En el asunto C‑550/20, Chipre/Parlamento y Consejo:

Desestimar el recurso.

Condenar en costas a la República de Chipre.

El Reino de Dinamarca, la República Federal de Alemania, la República de Estonia, la República Francesa, la República Italiana, la República de Letonia, el Gran Ducado de Luxemburgo, el Reino de los Países Bajos, la República de Austria, Rumanía y el Reino de Suecia cargarán con sus propias costas.

 

11)

En el asunto C‑551/20, Hungría/Parlamento y Consejo:

Anular el artículo 1, punto 3, del Reglamento 2020/1055, en la medida en que inserta un apartado 1, letra b), en el artículo 5 del Reglamento n.o 1071/2009.

Desestimar el recurso en todo lo demás.

Cada parte cargará con sus propias costas.

El Reino de Dinamarca, la República Federal de Alemania, la República de Estonia, la República Helénica, la República Francesa, la República Italiana, la República de Letonia, la República de Lituania, el Gran Ducado de Luxemburgo, el Reino de los Países Bajos, la República de Austria, Rumanía y el Reino de Suecia cargarán con sus propias costas.

 

12)

En el asunto C‑552/20, Malta/Parlamento y Consejo:

Anular el artículo 1, punto 3, del Reglamento 2020/1055, en la medida en que inserta un apartado 1, letra b), en el artículo 5 del Reglamento n.o 1071/2009.

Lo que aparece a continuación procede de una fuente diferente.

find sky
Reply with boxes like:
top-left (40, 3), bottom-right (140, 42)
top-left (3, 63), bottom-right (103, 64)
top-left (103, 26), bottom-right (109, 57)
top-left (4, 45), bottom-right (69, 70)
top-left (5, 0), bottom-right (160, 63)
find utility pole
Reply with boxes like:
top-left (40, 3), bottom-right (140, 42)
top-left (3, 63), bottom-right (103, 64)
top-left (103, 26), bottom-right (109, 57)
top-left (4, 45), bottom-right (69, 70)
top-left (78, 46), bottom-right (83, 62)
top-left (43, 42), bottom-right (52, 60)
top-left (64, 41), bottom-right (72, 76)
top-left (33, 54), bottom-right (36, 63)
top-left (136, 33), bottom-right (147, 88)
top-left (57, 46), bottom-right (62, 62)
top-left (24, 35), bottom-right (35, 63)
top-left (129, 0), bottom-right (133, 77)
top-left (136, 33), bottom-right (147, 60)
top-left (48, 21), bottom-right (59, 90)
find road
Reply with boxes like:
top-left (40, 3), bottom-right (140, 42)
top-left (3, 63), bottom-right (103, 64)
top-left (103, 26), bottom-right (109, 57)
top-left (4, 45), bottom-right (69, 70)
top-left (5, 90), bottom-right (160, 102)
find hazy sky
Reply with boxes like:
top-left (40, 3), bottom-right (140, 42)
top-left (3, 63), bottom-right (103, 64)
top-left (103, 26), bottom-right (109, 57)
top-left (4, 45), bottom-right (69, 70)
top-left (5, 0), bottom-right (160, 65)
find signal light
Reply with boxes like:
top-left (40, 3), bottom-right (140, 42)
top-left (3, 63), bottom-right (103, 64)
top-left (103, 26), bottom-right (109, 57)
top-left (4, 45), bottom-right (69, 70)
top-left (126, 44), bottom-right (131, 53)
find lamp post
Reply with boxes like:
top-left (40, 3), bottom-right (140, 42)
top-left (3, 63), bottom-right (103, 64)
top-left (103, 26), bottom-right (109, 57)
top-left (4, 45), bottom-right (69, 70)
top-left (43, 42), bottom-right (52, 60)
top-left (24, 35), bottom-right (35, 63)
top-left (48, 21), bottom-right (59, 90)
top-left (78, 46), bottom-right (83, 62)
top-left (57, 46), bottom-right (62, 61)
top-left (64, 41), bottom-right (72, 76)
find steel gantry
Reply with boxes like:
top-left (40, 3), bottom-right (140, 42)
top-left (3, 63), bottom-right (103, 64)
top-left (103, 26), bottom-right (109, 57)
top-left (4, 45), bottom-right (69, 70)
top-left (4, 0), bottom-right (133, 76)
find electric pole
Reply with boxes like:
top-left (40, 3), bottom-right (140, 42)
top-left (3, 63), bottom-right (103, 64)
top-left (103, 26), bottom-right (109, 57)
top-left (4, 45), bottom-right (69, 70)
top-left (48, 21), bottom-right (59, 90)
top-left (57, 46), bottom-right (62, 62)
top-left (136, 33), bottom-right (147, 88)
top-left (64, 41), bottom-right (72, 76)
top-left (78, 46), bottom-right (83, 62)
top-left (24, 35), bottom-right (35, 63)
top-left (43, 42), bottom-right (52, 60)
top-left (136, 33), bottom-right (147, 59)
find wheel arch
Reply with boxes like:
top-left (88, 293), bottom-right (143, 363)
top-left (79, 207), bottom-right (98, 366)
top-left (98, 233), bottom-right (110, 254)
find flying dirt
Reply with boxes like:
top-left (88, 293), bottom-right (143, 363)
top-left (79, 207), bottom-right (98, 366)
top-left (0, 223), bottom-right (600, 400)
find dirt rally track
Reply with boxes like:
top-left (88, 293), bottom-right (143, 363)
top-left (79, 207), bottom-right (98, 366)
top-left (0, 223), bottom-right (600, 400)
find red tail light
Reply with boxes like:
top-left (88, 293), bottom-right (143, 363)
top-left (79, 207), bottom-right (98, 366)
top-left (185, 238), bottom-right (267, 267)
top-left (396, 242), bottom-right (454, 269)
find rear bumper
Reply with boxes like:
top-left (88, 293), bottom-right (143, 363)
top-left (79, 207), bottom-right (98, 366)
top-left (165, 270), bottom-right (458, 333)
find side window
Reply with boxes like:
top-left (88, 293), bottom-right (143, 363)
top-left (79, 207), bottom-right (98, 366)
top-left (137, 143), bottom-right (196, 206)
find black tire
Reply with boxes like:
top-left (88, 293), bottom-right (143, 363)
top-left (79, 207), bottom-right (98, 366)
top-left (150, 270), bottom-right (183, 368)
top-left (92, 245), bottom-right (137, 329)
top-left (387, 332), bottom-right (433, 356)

Desestimar el recurso en todo lo demás.

Cada parte cargará con sus propias costas.

El Reino de Bélgica, el Reino de Dinamarca, la República Federal de Alemania, la República de Estonia, la República Francesa, la República Italiana, la República de Letonia, la República de Lituania, el Gran Ducado de Luxemburgo, el Reino de los Países Bajos, la República de Austria, Rumanía y el Reino de Suecia cargarán con sus propias costas.

 

13)

En el asunto C‑553/20, Polonia/Parlamento y Consejo:

Desestimar el recurso.

Condenar en costas a la República de Polonia.

El Reino de Dinamarca, la República Federal de Alemania, la República Francesa, la República Italiana, la República de Letonia, el Gran Ducado de Luxemburgo, el Reino de los Países Bajos, la República de Austria, Rumanía y el Reino de Suecia cargarán con sus propias costas.

 

14)

En el asunto C‑554/20, Polonia/Parlamento y Consejo:

Anular el artículo 1, punto 3, del Reglamento 2020/1055, en la medida en que inserta un apartado 1, letra b), en el artículo 5 del Reglamento n.o 1071/2009.

Desestimar el recurso en todo lo demás.

Cada parte cargará con sus propias costas.

El Reino de Dinamarca, la República Federal de Alemania, la República de Estonia, la República Francesa, la República Italiana, la República de Letonia, la República de Lituania, el Gran Ducado de Luxemburgo, el Reino de los Países Bajos, la República de Austria, Rumanía y el Reino de Suecia cargarán con sus propias costas.

 

15)

En el asunto C‑555/20, Polonia/Parlamento y Consejo:

Desestimar el recurso.

Condenar en costas a la República de Polonia.

El Reino de Dinamarca, la República Federal de Alemania, la República de Estonia, la República Francesa, la República Italiana, la República de Letonia, el Gran Ducado de Luxemburgo, el Reino de los Países Bajos, la República de Austria, Rumanía y el Reino de Suecia cargarán con sus propias costas.

 

Firmas


( *1 ) Lenguas de procedimiento: búlgaro, griego, inglés, lituano, húngaro, polaco y rumano.